IntroductionA high-specification surveillance camera has been fitted to Taranaki’s tallest structure to aid DOC's monitoring of the Tapuae Marine Reserve.
Date: 16 November 2021
The camera sits near the top of the 198 m concrete chimney easily spotted on the city’s skyline. The chimney was part of a now-decommissioned power station, and the site is now owned by Port Taranaki.
Department of Conservation (DOC) Marine Ranger Cameron Hunt says he identified an opportunity to increase surveillance of the marine reserve last year – with the chimney’s height offering obvious advantages for the positioning of a fixed camera.
“Marine reserves are vital to protecting our sea-going wildlife and monitoring them is an essential part of our work,” he says.
“The installation of the high-powered camera is a valuable new tool for ensuring people adhere to the rules protecting wildlife in the marine reserve."
The camera was installed late October, and in the first two weeks of its operation it picked up three people dropping crayfish pots into the reserve’s waters, and two vessels fishing illegally. The camera monitors activity within the boundary of the marine reserve.
“The clarity of the images and the area covered by the camera far exceeds our expectations,” Cameron Hunt says.
Although the chimney towers above the city, installing the camera was a straightforward task, taking about four hours. The chimney has an internal elevator for access, and it’s also fitted with the cabling needed for power and internet.
The camera was supplied by Groundtruth, a firm with extensive experience in environmental technology, including cameras for monitoring wildlife and pests for conservation work. Groundtruth’s Chief Technical Officer Daniel Bar-Even says the camera is remotely controlled via the internet, continuously records what it captures, and DOC staff can quickly log in to review footage as needed.
“We’re really proud of our contribution to this project and also wider conservation work across New Zealand,” he says. “This is the latest in a series of conservation initiatives we’ve supplied expertise to – initiatives which have seen us working closely with DOC at other sites around New Zealand.”
Advanced Security was contracted by Groundtruth to carry out installation of the 10 kg camera and linked it to an existing internet connection supplied by internet provider Primo, without which the project would not have gone ahead.
Port Taranaki Head of Commercial Ross Dingle says, “Port Taranaki has a responsibility and a real desire to help protect and enhance the marine environment that we operate within and alongside every day."
“As such, we work closely with a number of conservation organisations, including DOC, in support of environmental and wildlife initiatives and monitoring.
“The Tapuae Marine Reserve is an important safe haven for marine life to live and breed, and we’re very happy to help DOC with its monitoring of the area by enabling the camera to be placed on the Port Taranaki chimney.”

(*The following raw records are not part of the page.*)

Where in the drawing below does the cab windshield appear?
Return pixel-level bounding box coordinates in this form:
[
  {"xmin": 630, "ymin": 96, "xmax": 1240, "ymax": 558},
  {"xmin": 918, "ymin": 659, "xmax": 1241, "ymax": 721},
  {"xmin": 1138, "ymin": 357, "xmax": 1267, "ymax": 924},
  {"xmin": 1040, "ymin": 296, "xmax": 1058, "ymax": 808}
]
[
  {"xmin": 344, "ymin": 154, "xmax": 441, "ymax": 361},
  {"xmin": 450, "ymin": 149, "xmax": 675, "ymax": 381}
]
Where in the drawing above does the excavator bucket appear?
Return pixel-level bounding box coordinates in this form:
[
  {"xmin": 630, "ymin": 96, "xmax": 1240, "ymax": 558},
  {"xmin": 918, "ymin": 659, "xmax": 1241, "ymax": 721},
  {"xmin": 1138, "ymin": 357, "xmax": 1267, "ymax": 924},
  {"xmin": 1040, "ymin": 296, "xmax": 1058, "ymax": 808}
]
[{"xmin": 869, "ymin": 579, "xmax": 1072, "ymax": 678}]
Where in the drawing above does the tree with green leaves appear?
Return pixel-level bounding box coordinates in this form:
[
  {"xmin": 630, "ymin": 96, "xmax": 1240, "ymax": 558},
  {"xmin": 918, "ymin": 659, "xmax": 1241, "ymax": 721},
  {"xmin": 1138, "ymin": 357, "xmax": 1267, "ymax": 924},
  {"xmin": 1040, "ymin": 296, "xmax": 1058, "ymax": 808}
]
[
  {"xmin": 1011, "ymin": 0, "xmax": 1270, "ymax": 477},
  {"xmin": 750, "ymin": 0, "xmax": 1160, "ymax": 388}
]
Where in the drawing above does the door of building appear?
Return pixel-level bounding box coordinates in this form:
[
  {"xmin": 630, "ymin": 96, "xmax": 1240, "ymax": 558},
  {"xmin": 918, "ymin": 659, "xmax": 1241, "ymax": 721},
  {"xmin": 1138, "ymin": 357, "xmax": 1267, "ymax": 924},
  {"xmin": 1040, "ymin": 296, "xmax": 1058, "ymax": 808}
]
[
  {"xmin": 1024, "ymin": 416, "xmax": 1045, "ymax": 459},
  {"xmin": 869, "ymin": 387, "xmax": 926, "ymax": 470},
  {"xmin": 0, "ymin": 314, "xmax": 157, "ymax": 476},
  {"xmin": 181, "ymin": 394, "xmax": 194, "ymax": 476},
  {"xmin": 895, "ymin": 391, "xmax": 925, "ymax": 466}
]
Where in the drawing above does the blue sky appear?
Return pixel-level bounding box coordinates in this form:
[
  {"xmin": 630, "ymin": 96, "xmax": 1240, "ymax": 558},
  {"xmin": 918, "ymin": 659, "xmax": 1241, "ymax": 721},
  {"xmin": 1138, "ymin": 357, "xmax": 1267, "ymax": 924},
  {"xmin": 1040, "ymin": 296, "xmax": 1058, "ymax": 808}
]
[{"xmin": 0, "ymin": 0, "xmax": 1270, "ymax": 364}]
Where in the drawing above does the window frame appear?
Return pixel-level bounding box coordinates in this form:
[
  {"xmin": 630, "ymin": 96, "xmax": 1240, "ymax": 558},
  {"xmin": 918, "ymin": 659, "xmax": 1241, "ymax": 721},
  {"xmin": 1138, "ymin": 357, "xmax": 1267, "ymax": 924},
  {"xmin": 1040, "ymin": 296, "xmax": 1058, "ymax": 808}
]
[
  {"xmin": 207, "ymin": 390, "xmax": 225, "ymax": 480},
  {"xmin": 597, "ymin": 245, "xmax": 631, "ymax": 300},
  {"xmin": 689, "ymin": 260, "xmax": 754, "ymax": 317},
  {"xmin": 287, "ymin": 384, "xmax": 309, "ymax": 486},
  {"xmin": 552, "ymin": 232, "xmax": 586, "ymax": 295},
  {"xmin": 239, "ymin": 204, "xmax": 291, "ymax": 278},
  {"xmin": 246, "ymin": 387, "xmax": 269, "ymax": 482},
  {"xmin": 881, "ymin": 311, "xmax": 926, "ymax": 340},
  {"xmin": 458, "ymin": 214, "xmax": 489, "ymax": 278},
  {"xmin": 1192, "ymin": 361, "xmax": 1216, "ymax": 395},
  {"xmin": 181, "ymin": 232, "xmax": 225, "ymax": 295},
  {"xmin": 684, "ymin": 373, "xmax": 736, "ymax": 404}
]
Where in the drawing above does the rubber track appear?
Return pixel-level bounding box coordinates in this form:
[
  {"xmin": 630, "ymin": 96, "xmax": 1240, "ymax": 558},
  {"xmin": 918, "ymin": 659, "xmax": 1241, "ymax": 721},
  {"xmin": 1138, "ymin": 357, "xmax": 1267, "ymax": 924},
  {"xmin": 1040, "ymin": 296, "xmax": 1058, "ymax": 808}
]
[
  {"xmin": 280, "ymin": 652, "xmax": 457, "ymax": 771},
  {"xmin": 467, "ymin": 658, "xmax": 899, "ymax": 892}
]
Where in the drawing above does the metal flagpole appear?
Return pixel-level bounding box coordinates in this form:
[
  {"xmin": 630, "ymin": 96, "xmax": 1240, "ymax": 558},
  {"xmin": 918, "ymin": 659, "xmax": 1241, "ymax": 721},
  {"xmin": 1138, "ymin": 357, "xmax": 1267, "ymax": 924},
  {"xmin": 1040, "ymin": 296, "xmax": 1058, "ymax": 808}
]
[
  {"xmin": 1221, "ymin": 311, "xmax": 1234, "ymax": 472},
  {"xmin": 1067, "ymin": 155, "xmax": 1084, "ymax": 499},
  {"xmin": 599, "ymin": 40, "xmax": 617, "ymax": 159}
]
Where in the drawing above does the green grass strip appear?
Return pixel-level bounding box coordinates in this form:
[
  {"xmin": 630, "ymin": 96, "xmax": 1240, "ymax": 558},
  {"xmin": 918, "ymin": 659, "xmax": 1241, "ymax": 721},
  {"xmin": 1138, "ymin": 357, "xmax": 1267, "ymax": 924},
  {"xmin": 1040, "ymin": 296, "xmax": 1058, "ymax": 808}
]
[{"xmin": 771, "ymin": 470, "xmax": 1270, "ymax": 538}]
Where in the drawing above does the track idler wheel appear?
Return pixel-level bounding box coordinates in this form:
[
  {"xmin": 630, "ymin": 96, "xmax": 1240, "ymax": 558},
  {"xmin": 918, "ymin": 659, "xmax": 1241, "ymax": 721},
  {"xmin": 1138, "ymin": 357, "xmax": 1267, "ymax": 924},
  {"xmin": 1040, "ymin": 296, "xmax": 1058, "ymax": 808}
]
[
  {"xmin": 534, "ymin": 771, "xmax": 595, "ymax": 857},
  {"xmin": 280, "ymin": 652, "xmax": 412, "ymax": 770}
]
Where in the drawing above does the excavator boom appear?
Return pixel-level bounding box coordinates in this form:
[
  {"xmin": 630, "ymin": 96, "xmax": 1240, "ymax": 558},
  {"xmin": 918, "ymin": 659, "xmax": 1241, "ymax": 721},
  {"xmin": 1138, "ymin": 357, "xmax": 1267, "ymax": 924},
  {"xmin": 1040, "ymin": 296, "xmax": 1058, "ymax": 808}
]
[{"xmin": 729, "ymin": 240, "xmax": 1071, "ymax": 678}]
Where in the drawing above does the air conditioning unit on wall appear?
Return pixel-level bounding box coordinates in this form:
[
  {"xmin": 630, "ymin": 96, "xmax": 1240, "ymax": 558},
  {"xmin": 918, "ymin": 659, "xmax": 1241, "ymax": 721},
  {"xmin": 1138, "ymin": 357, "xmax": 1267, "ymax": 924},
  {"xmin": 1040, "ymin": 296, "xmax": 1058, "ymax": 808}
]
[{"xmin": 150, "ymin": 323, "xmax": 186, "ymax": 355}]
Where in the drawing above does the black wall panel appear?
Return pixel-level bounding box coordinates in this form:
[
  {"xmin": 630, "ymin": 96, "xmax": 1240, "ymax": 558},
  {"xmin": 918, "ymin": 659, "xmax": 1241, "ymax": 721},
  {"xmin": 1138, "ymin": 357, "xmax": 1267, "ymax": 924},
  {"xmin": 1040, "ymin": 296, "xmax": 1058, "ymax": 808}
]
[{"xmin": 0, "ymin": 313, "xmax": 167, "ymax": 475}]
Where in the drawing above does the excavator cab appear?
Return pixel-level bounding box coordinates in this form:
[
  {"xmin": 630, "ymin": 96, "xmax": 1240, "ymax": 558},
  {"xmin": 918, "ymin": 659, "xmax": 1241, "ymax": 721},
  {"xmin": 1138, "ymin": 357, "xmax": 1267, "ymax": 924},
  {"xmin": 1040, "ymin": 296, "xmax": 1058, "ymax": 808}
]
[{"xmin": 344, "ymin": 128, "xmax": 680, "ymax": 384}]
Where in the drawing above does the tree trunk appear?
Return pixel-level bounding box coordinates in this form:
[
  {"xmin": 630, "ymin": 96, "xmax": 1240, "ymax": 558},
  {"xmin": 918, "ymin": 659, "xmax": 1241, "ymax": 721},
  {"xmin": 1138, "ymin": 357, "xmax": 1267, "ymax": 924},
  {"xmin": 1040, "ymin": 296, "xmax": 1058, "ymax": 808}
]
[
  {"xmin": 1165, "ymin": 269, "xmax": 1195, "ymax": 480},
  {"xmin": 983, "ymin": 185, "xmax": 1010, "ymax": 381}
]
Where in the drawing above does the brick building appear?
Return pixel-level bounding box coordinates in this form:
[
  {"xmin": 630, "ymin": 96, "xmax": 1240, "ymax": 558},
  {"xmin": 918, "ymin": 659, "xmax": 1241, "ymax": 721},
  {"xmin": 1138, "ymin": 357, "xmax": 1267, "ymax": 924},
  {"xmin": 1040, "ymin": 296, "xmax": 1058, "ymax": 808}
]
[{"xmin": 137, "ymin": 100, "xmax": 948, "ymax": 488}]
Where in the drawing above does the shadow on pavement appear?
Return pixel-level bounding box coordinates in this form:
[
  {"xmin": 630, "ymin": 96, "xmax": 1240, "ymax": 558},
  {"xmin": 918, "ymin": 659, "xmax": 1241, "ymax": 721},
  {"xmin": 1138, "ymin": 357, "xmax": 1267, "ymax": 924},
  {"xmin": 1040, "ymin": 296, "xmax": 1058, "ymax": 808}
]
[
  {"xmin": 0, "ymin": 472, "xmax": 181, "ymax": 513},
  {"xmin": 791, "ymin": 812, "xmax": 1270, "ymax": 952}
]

Cameron Hunt says the installation of the camera is a timely reminder for those out on the water that New Zealand’s marine reserves are strictly 'no take' areas with penalties ranging from fines to prosecution. It is the responsibility of those on the water to know the rules.
Information on our marine reserves and their boundaries can be found on the DOC website or on signage at your local boat ramp.
Boaties who don’t have a chart plotter with the marine reserves boundaries marked on it can download the Marine Mate app to get access to this information plus additional safety information.